ATLANTA, Ga. (CW69 News at 10) -- Days after the election, the margin of votes that could determine who will become the next president is getting tighter, with Joe Biden holding a narrow lead over President Donald Trump.

"With a margin that small, there will be a recount in Georgia," said Georgia Secretary of State Brad Raffensperger. "The final tally in Georgia at this point has huge implications for the entire country."

The slim margin between Trump and Biden was nearly 4,000 votes as of 7 p.m. Friday night. During a morning press conference, officials reported just over 4,000 votes left to be counted and 8,890 outstanding military ballots. Those numbers did not include outstanding provisional ballots. As of 3 p.m., Raffensperger's office said there were about 8,400 military and overseas ballots and 14,2000 provisional ballots outstanding. "We can still get any military or UOCAVA (Uniformed and Overseas Citizens Absentee Voting Act) ballots in if they were postmarked by Tuesday, Election Day," said Gabriel Sterling, the statewide voting system implementation manager.

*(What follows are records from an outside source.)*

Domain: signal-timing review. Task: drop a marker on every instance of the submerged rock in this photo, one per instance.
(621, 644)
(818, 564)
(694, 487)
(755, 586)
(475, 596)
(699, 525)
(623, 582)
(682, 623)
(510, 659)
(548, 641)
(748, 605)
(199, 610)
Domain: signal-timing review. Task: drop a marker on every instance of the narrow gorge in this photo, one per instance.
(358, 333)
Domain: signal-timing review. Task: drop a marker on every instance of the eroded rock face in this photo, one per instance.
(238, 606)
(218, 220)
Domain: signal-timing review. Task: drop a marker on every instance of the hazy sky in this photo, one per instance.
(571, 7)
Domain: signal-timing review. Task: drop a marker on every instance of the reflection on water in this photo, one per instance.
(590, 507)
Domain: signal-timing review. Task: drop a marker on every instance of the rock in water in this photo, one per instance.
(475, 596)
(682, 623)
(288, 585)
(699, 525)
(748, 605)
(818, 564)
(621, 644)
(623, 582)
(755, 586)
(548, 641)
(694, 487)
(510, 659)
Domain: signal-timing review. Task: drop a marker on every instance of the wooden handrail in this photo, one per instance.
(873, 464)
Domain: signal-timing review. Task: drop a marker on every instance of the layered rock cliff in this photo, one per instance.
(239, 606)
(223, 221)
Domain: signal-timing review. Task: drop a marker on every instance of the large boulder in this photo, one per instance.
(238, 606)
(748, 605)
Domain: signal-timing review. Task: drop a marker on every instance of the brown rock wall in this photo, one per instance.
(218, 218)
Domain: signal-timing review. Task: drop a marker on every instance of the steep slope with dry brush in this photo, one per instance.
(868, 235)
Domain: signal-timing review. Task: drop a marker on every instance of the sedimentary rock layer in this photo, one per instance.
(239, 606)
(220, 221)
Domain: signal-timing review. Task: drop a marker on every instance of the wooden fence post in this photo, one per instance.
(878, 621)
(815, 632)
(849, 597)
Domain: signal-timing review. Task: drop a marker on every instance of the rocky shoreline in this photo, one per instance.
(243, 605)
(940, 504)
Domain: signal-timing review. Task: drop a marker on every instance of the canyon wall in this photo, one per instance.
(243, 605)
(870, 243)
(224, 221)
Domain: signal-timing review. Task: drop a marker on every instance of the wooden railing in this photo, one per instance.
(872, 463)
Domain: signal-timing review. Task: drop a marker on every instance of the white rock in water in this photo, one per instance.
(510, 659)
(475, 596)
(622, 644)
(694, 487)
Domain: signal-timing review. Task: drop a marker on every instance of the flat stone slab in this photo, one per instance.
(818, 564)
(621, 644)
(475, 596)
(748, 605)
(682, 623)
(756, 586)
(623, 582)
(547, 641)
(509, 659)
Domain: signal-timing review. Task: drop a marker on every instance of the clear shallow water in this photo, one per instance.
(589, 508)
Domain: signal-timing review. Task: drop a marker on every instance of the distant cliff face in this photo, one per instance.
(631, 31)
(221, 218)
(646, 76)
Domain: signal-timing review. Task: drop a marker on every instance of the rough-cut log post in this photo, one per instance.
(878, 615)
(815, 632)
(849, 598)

At State Farm Arena, Fulton County workers were counting the provisional and military ballots that had been received. Outside the arena, Trump supporters protested.

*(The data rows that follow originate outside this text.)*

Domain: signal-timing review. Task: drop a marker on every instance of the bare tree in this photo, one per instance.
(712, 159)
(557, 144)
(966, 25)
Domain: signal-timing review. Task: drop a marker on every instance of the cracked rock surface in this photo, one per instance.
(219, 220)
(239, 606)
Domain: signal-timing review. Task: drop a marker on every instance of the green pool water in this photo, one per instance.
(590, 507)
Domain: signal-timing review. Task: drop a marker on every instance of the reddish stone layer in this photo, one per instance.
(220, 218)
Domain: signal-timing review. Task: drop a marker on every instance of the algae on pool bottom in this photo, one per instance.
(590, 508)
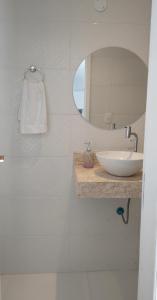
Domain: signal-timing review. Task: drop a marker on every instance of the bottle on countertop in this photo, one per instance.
(88, 157)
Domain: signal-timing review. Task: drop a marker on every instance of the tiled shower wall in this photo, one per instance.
(43, 226)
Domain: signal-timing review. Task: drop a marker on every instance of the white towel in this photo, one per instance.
(32, 113)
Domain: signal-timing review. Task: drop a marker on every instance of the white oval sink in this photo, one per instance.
(120, 163)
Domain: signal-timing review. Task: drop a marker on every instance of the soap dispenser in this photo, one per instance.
(88, 157)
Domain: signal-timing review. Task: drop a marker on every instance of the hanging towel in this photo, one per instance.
(32, 112)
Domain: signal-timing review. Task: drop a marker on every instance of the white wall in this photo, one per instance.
(43, 227)
(148, 247)
(112, 285)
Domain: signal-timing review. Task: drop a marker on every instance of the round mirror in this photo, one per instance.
(110, 88)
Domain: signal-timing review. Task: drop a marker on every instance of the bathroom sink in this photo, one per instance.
(120, 163)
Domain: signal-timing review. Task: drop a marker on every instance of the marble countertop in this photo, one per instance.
(97, 183)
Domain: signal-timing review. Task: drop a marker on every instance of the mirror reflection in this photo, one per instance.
(110, 88)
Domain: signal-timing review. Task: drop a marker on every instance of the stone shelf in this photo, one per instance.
(97, 183)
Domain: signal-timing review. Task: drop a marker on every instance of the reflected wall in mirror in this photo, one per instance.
(110, 88)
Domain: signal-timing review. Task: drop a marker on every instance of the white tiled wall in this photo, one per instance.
(43, 226)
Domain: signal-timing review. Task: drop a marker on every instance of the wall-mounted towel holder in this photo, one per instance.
(33, 69)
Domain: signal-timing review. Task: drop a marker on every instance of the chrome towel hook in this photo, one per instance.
(33, 69)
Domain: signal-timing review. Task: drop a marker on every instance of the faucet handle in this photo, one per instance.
(127, 131)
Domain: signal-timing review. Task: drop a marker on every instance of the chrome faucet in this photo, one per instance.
(129, 133)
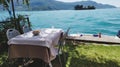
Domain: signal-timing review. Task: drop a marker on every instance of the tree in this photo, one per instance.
(6, 5)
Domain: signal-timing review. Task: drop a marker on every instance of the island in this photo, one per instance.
(81, 7)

"What upsets me the most is the voter fraud," said Greta Stanescu, who voted in Gwinnett County. She and other protesters said the votes aren't being counted accurately. This comes after trump filed several lawsuits claiming states are mishandling ballots.

"Any president should have the right to go in, if there's any speculation, to investigate what he needs to do," said Mitch Mitchell, another Trump supporter.

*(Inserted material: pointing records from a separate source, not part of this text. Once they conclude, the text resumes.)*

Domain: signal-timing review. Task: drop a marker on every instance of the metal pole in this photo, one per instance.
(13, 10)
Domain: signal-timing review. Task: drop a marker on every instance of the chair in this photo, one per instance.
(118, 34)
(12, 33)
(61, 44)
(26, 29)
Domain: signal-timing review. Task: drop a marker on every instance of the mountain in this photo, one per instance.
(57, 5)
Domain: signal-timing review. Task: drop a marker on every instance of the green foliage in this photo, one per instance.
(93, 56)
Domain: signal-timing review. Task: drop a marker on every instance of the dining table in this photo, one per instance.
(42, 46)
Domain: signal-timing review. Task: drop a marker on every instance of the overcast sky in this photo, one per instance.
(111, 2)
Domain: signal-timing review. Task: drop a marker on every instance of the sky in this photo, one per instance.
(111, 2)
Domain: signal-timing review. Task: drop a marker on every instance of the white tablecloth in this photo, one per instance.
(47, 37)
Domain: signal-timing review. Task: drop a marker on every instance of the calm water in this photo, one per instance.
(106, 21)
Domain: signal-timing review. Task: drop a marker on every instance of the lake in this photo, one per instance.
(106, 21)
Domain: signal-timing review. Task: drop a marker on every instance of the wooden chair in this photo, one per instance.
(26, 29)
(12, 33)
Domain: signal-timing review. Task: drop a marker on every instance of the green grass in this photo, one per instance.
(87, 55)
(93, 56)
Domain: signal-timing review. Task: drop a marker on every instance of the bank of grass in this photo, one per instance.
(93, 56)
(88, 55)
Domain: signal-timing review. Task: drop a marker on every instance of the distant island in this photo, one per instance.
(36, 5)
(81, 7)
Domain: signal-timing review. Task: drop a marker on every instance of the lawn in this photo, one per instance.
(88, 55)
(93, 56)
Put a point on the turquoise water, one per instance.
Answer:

Democratic officials said all valid concerns should be addressed. "I know what we went through in the aftermath of the 2018 election, when I wanted every vote counted, so they deserve to have their voices heard as well," said Congresswoman-Elect Nikema Williams (D-5th District), who is also the chairperson for the Democratic Party of Georgia and a current state senator.

"Are we seeing any widespread fraud? Are we seeing anything that makes us question the outcome of the election? We're not seeing any widespread irregularities," said Sterling.

Officials said the process is open to the public for anyone to monitor the counting. "If any member of the public raises legitimate concerns, we'll investigate those," Raffensperger said. "We are committed to doing anything and everything to maintain trust in our election process for every Georgian, regardless of partisan preference."